5. La commission de médiation a reconnu le caractère urgent et prioritaire de la demande de Mme D... le 8 janvier 2021, cette décision valant pour trois personnes et ayant été prise au motif qu’elle attend un logement social depuis un délai supérieur au délai fixé par arrêté préfectoral. Toutefois, ainsi qu’il a été dit au point 3, la circonstance que Mme B... épouse D... n’a pas été relogé dans le délai règlementaire n’est pas à elle seule de nature à lui ouvrir droit à réparation. Il résulte de l’instruction et notamment du contrat de bail signé le 2 février 2020 qu’elle vit dans un logement de 51 m². Si la requérante indique y vivre dans un avec ses trois enfants, cette allégation n’est pas établie et est même infirmée par les attestations de paiement établies le 7 avril 2023 et 28 septembre 2024 par la caisse d’allocations familiales de la Seine-Saint-Denis, qui mentionnent uniquement deux enfants à charge. Ce logement n’est donc pas suroccupé. Il n’est établi ni même allégué que ce logement serait inadapté aux capacités financières ou aux besoins de l’intéressée. Par conséquent, la requérante ne justifie pas de l’existence d’un préjudice lui ouvrant droit à réparation.
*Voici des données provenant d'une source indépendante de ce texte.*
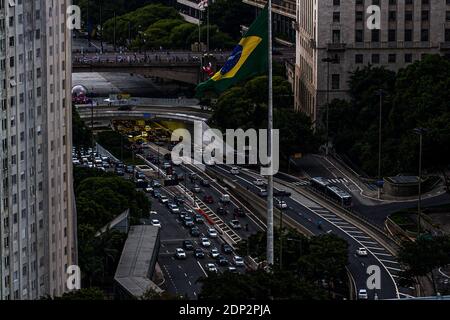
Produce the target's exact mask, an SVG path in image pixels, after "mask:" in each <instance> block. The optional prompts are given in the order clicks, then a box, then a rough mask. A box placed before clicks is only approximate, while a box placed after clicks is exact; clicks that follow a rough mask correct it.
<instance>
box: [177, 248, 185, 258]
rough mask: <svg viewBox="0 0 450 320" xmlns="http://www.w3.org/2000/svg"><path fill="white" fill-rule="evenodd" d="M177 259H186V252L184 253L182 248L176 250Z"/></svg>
mask: <svg viewBox="0 0 450 320" xmlns="http://www.w3.org/2000/svg"><path fill="white" fill-rule="evenodd" d="M175 257H176V258H177V259H186V252H184V250H183V249H181V248H177V249H176V250H175Z"/></svg>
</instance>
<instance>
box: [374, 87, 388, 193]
mask: <svg viewBox="0 0 450 320" xmlns="http://www.w3.org/2000/svg"><path fill="white" fill-rule="evenodd" d="M385 93H386V92H385V91H384V90H383V89H379V90H377V91H376V95H378V96H379V97H380V115H379V128H378V183H377V184H378V199H380V198H381V123H382V110H383V96H384V95H385Z"/></svg>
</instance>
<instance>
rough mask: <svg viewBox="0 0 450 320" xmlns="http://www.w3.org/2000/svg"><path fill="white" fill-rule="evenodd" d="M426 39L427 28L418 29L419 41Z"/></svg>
mask: <svg viewBox="0 0 450 320" xmlns="http://www.w3.org/2000/svg"><path fill="white" fill-rule="evenodd" d="M428 40H429V36H428V29H422V30H420V41H428Z"/></svg>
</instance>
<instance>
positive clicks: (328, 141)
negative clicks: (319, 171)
mask: <svg viewBox="0 0 450 320" xmlns="http://www.w3.org/2000/svg"><path fill="white" fill-rule="evenodd" d="M322 62H326V63H327V111H326V113H327V114H326V117H327V119H326V135H327V140H326V146H325V155H327V156H328V146H329V131H328V127H329V115H328V111H329V110H328V109H329V105H330V63H333V64H336V63H338V62H339V61H338V59H337V57H334V58H330V57H327V58H323V59H322Z"/></svg>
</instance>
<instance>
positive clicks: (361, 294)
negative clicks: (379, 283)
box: [358, 289, 369, 300]
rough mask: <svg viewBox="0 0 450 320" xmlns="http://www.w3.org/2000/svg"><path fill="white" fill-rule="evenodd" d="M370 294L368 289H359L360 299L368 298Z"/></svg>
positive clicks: (359, 294)
mask: <svg viewBox="0 0 450 320" xmlns="http://www.w3.org/2000/svg"><path fill="white" fill-rule="evenodd" d="M368 298H369V296H368V295H367V290H366V289H359V291H358V299H359V300H367V299H368Z"/></svg>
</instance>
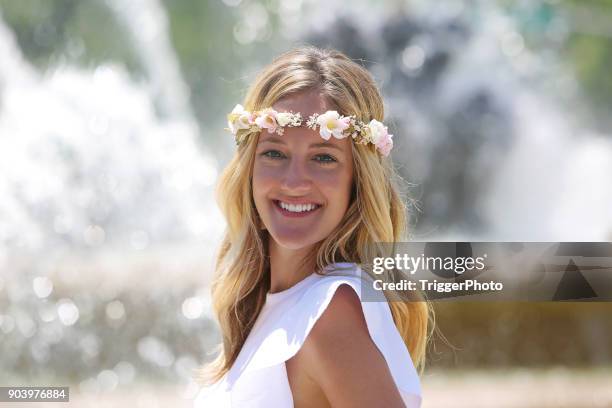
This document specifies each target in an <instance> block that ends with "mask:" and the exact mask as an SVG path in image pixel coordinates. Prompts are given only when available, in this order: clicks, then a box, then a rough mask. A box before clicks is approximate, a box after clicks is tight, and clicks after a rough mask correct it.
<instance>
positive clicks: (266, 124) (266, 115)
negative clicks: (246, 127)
mask: <svg viewBox="0 0 612 408" xmlns="http://www.w3.org/2000/svg"><path fill="white" fill-rule="evenodd" d="M276 116H277V113H276V111H275V110H274V109H272V108H268V109H264V110H262V111H260V112H259V115H258V116H257V118H256V119H255V124H256V125H257V126H259V127H260V128H261V129H268V133H274V132H275V131H276V128H277V127H278V123H277V122H276Z"/></svg>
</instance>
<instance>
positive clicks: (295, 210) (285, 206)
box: [279, 201, 317, 212]
mask: <svg viewBox="0 0 612 408" xmlns="http://www.w3.org/2000/svg"><path fill="white" fill-rule="evenodd" d="M279 204H280V206H281V208H283V209H285V210H287V211H291V212H304V211H312V210H314V209H315V208H317V205H316V204H287V203H283V202H282V201H279Z"/></svg>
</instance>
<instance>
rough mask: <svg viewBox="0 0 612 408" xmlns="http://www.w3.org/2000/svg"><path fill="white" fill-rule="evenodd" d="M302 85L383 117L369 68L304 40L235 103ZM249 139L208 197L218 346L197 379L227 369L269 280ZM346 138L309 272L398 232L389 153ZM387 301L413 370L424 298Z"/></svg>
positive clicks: (395, 183) (319, 271)
mask: <svg viewBox="0 0 612 408" xmlns="http://www.w3.org/2000/svg"><path fill="white" fill-rule="evenodd" d="M311 89H317V90H318V91H319V92H320V94H321V95H322V96H323V97H325V98H327V100H328V102H329V104H331V105H332V106H335V108H336V109H337V110H338V112H339V113H340V114H342V115H356V117H357V119H360V120H362V121H364V122H366V123H367V122H369V121H370V120H371V119H376V120H378V121H383V119H384V106H383V100H382V97H381V95H380V93H379V91H378V89H377V86H376V84H375V82H374V80H373V78H372V76H371V75H370V73H369V72H368V71H367V70H366V69H364V68H363V67H361V66H360V65H359V64H357V63H355V62H353V61H352V60H350V59H349V58H348V57H347V56H346V55H344V54H342V53H341V52H339V51H336V50H324V49H319V48H315V47H312V46H306V47H300V48H296V49H293V50H291V51H289V52H286V53H284V54H282V55H280V56H279V57H277V58H276V59H275V60H274V61H273V62H272V63H271V64H269V65H268V66H266V67H265V68H264V69H263V70H262V71H261V72H260V74H259V75H258V76H257V78H256V79H255V81H254V83H253V84H252V86H251V87H250V88H249V90H248V92H247V95H246V98H245V100H244V103H243V106H244V108H245V109H246V110H249V111H254V110H259V109H263V108H265V107H270V106H272V105H273V104H274V103H275V102H276V101H278V100H279V99H281V98H283V97H286V96H288V95H290V94H293V93H297V92H300V91H306V90H311ZM257 141H258V135H257V134H253V135H251V137H248V138H247V139H246V141H244V142H243V143H241V144H240V145H239V146H238V148H237V151H236V153H235V155H234V157H233V158H232V160H231V161H230V163H229V165H228V166H227V167H226V168H225V170H224V171H223V173H222V174H221V177H220V179H219V182H218V187H217V200H218V204H219V207H220V208H221V211H222V212H223V214H224V216H225V218H226V221H227V230H226V233H225V236H224V238H223V241H222V243H221V247H220V249H219V252H218V255H217V261H216V265H215V279H214V280H213V283H212V301H213V309H214V311H215V313H216V317H217V319H218V321H219V325H220V328H221V336H222V339H223V342H222V351H221V353H220V354H219V356H218V357H217V358H216V359H215V360H214V361H213V362H211V363H209V364H208V365H207V366H205V367H203V368H201V369H199V370H198V381H199V382H201V383H204V384H206V383H210V382H214V381H217V380H219V379H220V378H221V377H222V376H223V375H224V374H225V373H226V372H227V371H228V370H229V369H230V367H231V366H232V364H233V363H234V361H235V360H236V358H237V356H238V353H239V352H240V349H241V348H242V346H243V344H244V342H245V340H246V338H247V336H248V335H249V332H250V330H251V328H252V327H253V324H254V323H255V320H256V319H257V317H258V315H259V312H260V311H261V309H262V306H263V305H264V302H265V299H266V293H267V292H268V290H269V288H270V270H269V261H268V253H267V252H268V246H267V240H268V232H267V231H265V230H263V229H261V221H260V219H259V216H258V214H257V210H256V208H255V204H254V201H253V192H252V184H251V180H252V174H253V163H254V159H255V148H256V146H257ZM351 145H352V149H353V158H354V169H355V170H354V171H355V173H354V177H353V180H354V181H353V183H354V185H353V189H352V190H353V192H352V196H351V201H350V204H349V207H348V209H347V212H346V214H345V216H344V218H343V220H342V221H341V222H340V224H339V225H338V226H337V227H336V229H335V230H334V231H333V232H332V233H331V234H330V235H329V236H328V237H327V238H326V239H324V240H323V241H321V242H319V243H317V244H316V245H315V248H313V250H312V251H311V253H310V254H309V255H308V256H307V257H306V258H305V259H304V260H303V261H302V263H303V264H308V263H310V264H315V265H316V267H315V272H317V273H322V271H323V270H324V268H325V266H326V265H329V264H331V263H334V262H354V263H357V264H363V263H364V262H366V261H367V260H368V259H372V256H381V254H382V253H383V252H384V250H383V248H381V245H378V244H379V243H384V242H397V241H402V240H405V239H406V238H407V236H406V232H407V228H406V225H407V218H406V206H405V204H404V201H403V200H402V197H401V195H400V190H399V184H398V183H399V181H400V178H399V176H398V175H397V174H396V173H395V171H394V169H393V167H392V164H391V161H390V160H389V159H386V158H383V157H382V156H380V155H379V154H378V153H377V152H376V150H375V147H374V146H373V145H371V144H369V145H362V144H356V143H352V144H351ZM385 295H386V296H387V298H388V299H389V300H391V296H390V295H389V294H387V293H386V294H385ZM389 306H390V308H391V312H392V315H393V319H394V322H395V325H396V326H397V329H398V331H399V333H400V334H401V336H402V338H403V339H404V342H405V343H406V346H407V347H408V350H409V351H410V354H411V356H412V359H413V360H414V363H415V365H416V366H417V367H418V368H419V369H420V370H421V371H422V368H423V364H424V360H425V351H426V344H427V340H428V338H429V336H430V332H428V325H429V326H430V322H432V323H433V313H432V310H431V308H430V305H429V303H427V302H425V301H424V299H423V298H422V297H419V298H418V299H414V298H413V299H399V301H398V299H394V301H392V302H389ZM430 328H431V327H430Z"/></svg>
Sur les conclusions à fin d’injonction :

6. Il n’appartient pas au juge, saisi de conclusions indemnitaires fondées sur la carence fautive de l’État à lui proposer un relogement conformément à la décision de la commission de médiation, de prononcer une nouvelle injonction, et ce en dépit de la persistance de la carence de l’État à la date à laquelle il statue. Par suite, les conclusions à fin d’injonction présentées dans le cadre de la présente requête indemnitaire doivent être rejetées.

7. Il résulte de tout ce qui précède que les conclusions à fin d’indemnisation et à fin d’injonction formulées par Mme B... épouse D... doivent être rejetées, ainsi que celles présentées sur le fondement des articles L. 761-1 du code de justice administrative et 37 de la loi du 10 juillet 1991.






D E C I D E :


Article 1er : La requête de Mme B... épouse D... est rejetée.

Article 2 : Le présent jugement sera notifié à Mme C... E... B... épouse D..., à Me Cissé, et au ministre de l’aménagement du territoire et de la décentralisation.

Une copie en sera adressée au préfet de la Seine-Saint-Denis.


Rendu public par mise à disposition au greffe le 29 septembre 2025.


Le magistrat désigné,

J. A...
Le greffier,

L. Dionisi




La République mande et ordonne au ministre de l’aménagement du territoire et de la décentralisation en ce qui le concerne ou à tous commissaires de justice à ce requis en ce qui concerne les voies de droit commun contre les parties privées, de pourvoir à l’exécution de la présente décision.